Aliss’s words rolled out with her laughter. “You chase all prospective husbands away.” “I am your older sister,” asserted Fiona. “Ten minutes older.” “Older nonetheless, and therefore I am responsible for you and thus far no man has proven worthy of you,” Fiona said, adamant in protecting her sister. “And do not tell me that there have been any who have interested you. If any man had caught your attention, I would not have interfered.” “I must admit I am content with life. I enjoy working with herbs and learning all I can about healing. I do not know if I would have time for a husband.
” “Of late I have given a husband thought,” Fiona confessed. “Remembering the easy and caring love that mother and father shared has made me realize that I wish the same for myself. I do not recall any harsh words ever being spoken between them, though we knew when they were upset with each other. It did not take long before one would reach out to the other and it would be settled, and they would be smiling once again.” “And the stories of how father loved mother from afar, not having enough courage to approach her until one day—” “He accidentally knocked her on her bottom and mother gave him a tongue-lashing.” Fiona laughed. “His cheeks turned scarlet and he lost the ability to speak.” “Mother felt sorry for him and comforted him.” “He apologized and offered her his hand,” Aliss said with poetic flair. “And they never parted from that day on .

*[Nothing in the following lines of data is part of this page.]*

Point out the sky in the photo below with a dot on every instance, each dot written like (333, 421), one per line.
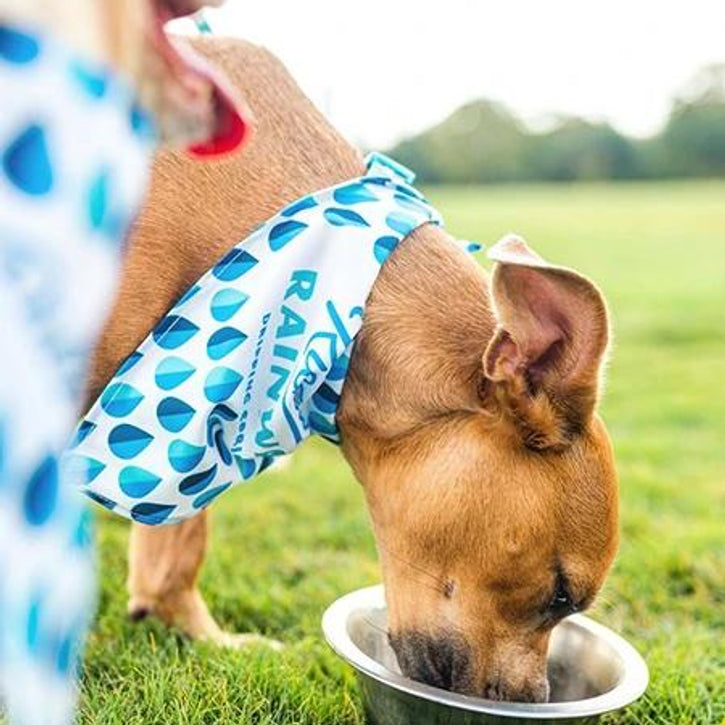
(382, 70)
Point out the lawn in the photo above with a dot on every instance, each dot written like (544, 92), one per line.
(286, 546)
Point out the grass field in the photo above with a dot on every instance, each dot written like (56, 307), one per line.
(288, 545)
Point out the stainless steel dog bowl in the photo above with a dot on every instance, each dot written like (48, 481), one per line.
(592, 671)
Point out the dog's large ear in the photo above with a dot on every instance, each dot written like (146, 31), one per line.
(545, 359)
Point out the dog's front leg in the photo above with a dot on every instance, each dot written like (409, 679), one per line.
(164, 566)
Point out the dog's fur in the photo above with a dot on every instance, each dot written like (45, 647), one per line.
(123, 34)
(468, 412)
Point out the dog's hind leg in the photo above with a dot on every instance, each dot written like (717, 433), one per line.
(164, 566)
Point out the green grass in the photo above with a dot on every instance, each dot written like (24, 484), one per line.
(286, 546)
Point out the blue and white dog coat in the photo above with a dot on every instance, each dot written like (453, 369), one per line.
(252, 359)
(74, 153)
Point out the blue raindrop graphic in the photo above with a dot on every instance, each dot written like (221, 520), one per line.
(308, 202)
(208, 496)
(233, 265)
(197, 482)
(26, 162)
(127, 441)
(120, 399)
(221, 383)
(85, 428)
(187, 296)
(344, 218)
(326, 399)
(184, 456)
(384, 246)
(41, 493)
(339, 368)
(173, 371)
(173, 331)
(226, 302)
(353, 194)
(137, 482)
(283, 233)
(223, 341)
(17, 47)
(94, 84)
(128, 363)
(102, 500)
(151, 513)
(247, 467)
(174, 414)
(83, 468)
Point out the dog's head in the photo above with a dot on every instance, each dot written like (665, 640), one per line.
(495, 518)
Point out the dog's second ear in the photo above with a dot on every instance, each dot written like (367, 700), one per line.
(544, 361)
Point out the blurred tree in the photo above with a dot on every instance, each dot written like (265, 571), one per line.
(484, 142)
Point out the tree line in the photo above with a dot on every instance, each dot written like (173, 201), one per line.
(484, 142)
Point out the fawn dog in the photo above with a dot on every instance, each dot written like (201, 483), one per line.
(468, 414)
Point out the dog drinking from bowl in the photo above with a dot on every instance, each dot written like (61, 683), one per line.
(468, 411)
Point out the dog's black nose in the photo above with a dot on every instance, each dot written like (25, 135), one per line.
(441, 661)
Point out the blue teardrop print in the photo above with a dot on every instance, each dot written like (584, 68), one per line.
(120, 399)
(173, 331)
(401, 222)
(127, 441)
(247, 467)
(102, 500)
(283, 233)
(85, 428)
(151, 513)
(172, 372)
(197, 482)
(41, 493)
(384, 246)
(344, 218)
(184, 457)
(174, 414)
(137, 482)
(233, 265)
(220, 384)
(26, 162)
(326, 400)
(307, 202)
(223, 341)
(16, 47)
(339, 368)
(128, 363)
(208, 496)
(226, 303)
(353, 194)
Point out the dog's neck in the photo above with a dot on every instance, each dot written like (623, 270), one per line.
(419, 352)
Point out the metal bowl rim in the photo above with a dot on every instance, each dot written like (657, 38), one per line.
(632, 685)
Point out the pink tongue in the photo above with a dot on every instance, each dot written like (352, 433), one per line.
(232, 124)
(232, 128)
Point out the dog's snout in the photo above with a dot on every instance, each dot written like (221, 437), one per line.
(530, 691)
(442, 661)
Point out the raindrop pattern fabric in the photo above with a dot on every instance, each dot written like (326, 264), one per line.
(74, 153)
(252, 359)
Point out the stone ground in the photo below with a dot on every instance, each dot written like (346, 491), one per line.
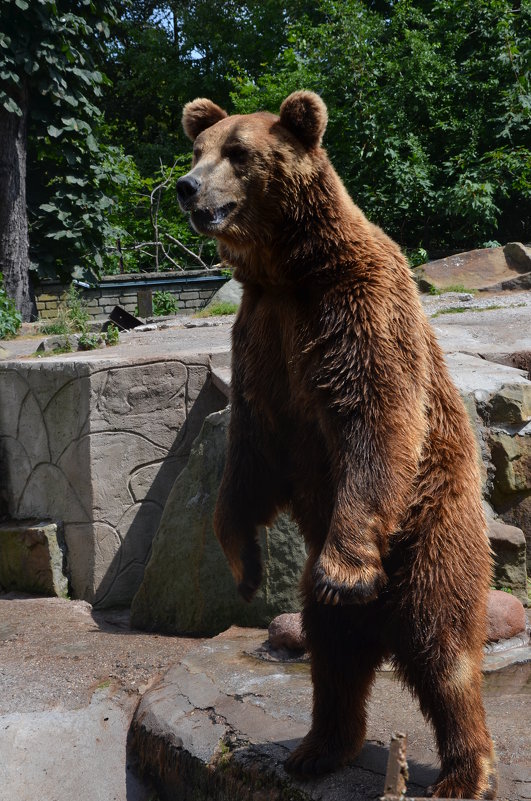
(71, 679)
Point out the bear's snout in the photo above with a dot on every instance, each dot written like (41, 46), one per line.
(187, 188)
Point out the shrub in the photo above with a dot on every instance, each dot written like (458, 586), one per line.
(164, 303)
(10, 318)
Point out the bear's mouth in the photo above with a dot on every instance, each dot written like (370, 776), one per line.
(207, 220)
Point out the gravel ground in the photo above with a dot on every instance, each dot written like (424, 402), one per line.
(57, 653)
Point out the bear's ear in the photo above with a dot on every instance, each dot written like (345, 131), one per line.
(200, 114)
(305, 115)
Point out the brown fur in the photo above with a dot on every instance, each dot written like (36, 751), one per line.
(343, 409)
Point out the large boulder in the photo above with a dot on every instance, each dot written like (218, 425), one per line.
(31, 558)
(505, 616)
(187, 586)
(486, 268)
(509, 547)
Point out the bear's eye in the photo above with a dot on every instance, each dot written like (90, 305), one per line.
(237, 154)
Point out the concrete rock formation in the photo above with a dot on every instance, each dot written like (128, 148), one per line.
(97, 442)
(509, 547)
(505, 615)
(285, 631)
(231, 292)
(187, 586)
(31, 558)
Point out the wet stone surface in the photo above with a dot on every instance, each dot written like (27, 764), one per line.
(225, 719)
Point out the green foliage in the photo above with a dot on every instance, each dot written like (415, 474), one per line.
(10, 318)
(218, 309)
(72, 315)
(416, 257)
(50, 49)
(145, 212)
(164, 304)
(429, 112)
(112, 335)
(88, 341)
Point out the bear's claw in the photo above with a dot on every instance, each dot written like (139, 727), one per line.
(307, 761)
(362, 590)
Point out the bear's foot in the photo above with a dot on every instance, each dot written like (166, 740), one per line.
(251, 570)
(482, 785)
(315, 757)
(355, 585)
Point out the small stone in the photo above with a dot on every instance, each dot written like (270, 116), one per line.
(511, 405)
(509, 546)
(61, 343)
(285, 631)
(505, 616)
(146, 327)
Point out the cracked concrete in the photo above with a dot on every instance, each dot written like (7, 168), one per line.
(219, 726)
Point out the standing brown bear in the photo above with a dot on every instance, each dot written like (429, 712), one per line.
(343, 411)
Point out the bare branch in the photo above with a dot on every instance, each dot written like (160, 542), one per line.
(195, 256)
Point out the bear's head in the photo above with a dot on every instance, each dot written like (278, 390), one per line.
(246, 167)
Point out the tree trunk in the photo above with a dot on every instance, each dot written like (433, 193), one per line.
(14, 247)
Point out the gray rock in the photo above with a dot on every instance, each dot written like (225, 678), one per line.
(59, 342)
(31, 558)
(519, 254)
(219, 725)
(187, 585)
(487, 268)
(285, 631)
(509, 546)
(231, 292)
(96, 440)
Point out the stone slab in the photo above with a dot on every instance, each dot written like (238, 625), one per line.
(220, 725)
(231, 292)
(187, 585)
(31, 558)
(475, 376)
(509, 547)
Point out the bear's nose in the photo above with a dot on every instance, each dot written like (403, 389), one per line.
(187, 187)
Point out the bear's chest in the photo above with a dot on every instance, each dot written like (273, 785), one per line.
(273, 357)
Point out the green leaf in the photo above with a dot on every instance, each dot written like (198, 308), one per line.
(10, 105)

until father passed on.” Aliss sniffed to keep tears from falling. “I miss them.” “I do too. And I remember how mother insisted we never separate. That we were to remain together and protect each other until—” “We each found love,” Aliss finished. Fiona rested her elbow on her knee and her chin on her hand. “I wish to find love, or perhaps for love to find me, to have cupid’s arrow strike me when I am not at all expecting it, to have my heart race when I see him and to see love reflected in his eyes every time he looks at me. And that is not possible if I am forced to wed a stranger.” Aliss stood and offered a hand to her sister.
“Then let us go, for Leith is sure to be already upset with us since we have not hurried when summoned.” Fiona reached for her sister’s hand, though she knew she was reaching for much more. They were forming a pact, an agreement that might place them in harm’s way, but together they both were willing to accept that possibility and do whatever was needed to succeed. With a quick lurch Fiona was on her feet, an eager smile on her face. “Do you realize that it will not be necessary to pretend to be each other? All we need to do is switch our natures on occasion and no one will be the wiser.” “It sounds easy, but it will take vigilance on our parts to make sure we confuse people.” “We should be extra cautious around Tarr,” Fiona suggested. “His warrior skills will keep him alert to our every action and response. He will grow annoyed when he realizes there is little he can do in determining our true identities.” “Hopefully he will tire of the charade and leave us in peace.
” “What if he does not?” Fiona asked, knowing it was best when going into battle to have covered all possibilities. “What if he simply grabs one of us and demands a marriage, thinking the more courageous twin will step forward to save her sister?” The dire thought faded Aliss’s smile. Fiona however brimmed with confidence. “If that should prove true then we both will turn into weaklings who cry and protest and beg for his mercy. He would certainly grow disgusted and think twice before chancing a marriage to such a childish woman.” “A good solution,” Aliss said. “Part of the battle plan,” Fiona warned, “however, we will enter a far different battle than the imposing warrior is accustomed to. We will enter a battle of wits.”